In his new book, Surviving Religion 101: Letters to a Christian Student on Keeping the Faith in College (2021), Michael J. Kruger, President and the Samuel C. Patterson Professor of New Testament and Early Christianity at Reformed Theological Seminary in Charlotte, NC, and an ordained minister in the Presbyterian Church in America, attempts to provide a kind of “survival guide” for young Christians leaving their homes and local churches to enroll in secular universities.  The obvious underlying assumption is that these young scholars will be entering hostile territory, where accomplished scholars will, either intentionally without overt intention, do their best to destroy their faith as born-again Christians.  That is a fear shared by many Christian parents who send their children to secular institutions of higher learning.  As one who spent 42 years teaching in 4 different Christian colleges/universities, I feel those young Christian students are more likely to have their faith challenged and destroyed at a Christian college.  But that is another issue better discussed elsewhere.

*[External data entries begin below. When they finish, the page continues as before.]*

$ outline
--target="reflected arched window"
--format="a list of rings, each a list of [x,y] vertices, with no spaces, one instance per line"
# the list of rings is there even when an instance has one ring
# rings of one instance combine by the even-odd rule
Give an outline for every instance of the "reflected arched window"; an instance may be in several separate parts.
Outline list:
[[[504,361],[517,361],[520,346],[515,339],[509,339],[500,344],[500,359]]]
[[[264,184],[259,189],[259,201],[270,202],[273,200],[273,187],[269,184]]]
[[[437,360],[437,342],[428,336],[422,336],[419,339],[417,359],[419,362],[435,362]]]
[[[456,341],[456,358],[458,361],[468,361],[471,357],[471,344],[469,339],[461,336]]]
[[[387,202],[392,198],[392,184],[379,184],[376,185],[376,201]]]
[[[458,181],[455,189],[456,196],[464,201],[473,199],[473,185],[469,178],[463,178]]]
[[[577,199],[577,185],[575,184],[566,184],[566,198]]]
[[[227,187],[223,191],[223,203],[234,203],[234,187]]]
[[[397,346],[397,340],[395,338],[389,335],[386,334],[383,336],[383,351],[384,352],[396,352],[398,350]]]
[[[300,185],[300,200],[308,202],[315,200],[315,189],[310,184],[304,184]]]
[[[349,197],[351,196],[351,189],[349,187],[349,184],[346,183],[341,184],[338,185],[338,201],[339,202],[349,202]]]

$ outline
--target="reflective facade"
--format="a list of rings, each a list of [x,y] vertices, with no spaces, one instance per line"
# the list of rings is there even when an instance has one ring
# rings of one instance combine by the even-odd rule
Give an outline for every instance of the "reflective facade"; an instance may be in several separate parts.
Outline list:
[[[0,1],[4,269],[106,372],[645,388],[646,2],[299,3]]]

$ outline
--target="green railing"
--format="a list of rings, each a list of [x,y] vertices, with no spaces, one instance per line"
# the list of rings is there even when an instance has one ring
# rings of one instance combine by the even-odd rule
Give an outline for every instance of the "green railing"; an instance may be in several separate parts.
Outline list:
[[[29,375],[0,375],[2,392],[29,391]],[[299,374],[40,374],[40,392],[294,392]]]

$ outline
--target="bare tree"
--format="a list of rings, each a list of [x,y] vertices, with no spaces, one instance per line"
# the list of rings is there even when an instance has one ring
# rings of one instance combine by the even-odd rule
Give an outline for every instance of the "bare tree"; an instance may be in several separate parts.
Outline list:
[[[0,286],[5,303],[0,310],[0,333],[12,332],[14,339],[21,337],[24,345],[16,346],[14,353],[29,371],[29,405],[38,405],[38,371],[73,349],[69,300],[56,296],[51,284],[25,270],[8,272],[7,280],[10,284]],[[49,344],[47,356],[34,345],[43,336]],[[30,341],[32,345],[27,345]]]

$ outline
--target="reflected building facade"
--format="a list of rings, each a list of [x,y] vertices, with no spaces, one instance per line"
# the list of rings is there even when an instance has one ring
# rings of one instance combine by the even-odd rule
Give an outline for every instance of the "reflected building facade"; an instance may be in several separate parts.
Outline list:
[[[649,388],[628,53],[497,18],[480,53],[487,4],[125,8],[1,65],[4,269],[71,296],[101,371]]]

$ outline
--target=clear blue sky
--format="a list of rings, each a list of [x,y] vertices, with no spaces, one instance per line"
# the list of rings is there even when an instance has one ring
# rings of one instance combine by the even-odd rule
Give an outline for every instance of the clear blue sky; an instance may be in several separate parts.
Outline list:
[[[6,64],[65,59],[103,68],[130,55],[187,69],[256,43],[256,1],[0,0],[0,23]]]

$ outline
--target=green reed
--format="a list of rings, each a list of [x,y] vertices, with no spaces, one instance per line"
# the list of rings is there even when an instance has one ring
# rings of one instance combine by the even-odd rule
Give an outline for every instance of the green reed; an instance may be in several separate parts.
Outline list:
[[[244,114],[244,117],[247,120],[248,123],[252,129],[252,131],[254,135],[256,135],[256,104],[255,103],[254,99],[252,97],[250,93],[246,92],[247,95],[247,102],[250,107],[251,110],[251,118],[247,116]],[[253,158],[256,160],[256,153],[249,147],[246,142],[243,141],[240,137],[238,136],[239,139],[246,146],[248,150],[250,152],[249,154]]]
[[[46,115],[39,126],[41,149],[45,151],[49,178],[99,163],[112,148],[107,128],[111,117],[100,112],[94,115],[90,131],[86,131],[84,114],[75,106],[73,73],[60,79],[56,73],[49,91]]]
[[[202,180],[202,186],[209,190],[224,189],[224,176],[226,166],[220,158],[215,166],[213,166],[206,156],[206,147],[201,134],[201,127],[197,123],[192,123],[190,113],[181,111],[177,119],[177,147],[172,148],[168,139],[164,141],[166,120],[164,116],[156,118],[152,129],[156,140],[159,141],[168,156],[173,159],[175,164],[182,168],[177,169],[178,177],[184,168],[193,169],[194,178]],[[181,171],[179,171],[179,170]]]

Professor Kruger tells the reader in the book’s introduction that he, himself, was unprepared for the challenges he faced as an undergraduate student at the University of North Carolina.  He recalls that growing up, he had received “very limited instruction on the Christian worldview—what we believe and why we believe it—and virtually no instruction on how to respond to non-Christian thinking.”  Indeed, that is a truth that I witnessed again and again throughout my teaching career.  These young Christians, recent high school graduates, often arrive well drilled in some denominational catechism or list of behavioral dos and don’ts, together with a spiritual sounding vocabulary of what can be characterized as “God talk.”  Many can share the “Four Spiritual Laws” or lead a prospective convert down the “Roman Road,” but are unable to give a reasoned explanation of why they believe what they are testifying to.  In short, they are walking into the lion’s den, or so their parents fear, with, as Professor Kruger says of his own experience, “lots of zeal but little knowledge.”   

The book’s title, Surviving Religion 101, implies that the Christian student will be enrolling in a religion class at a secular university.  Why, I ask, would a Christian student attending a secular college/university enroll in a religion (or Bible) course unless he or she was well grounded in a Christian worldview?  Such a course at a secular university is an elective, not a required course. 

I am also left wondering why Professor Kruger chose to present what is a host of good information for a young Christian in the form of letters addressed to his daughter.  I have 2 daughters, both of whom I think would have found such a book more than a little insulting, or at least indicative of a helicopter parent who simply cannot let his adult daughter find her own way.  Better to give her a copy of C. S. Lewis’ Mere Christianity, N. T. Wright’s Simply Christian: Why Christianity Makes Sense, or Francis A. Schaeffer’s The God Who is There or He is There and He Is Not Silent.  The Christian student living in today’s postmodern world must have a Christian worldview.  I am not sure that this book is the best choice for that purpose. 

Although I have some reservations as noted above, I do feel this is a good book worth reading.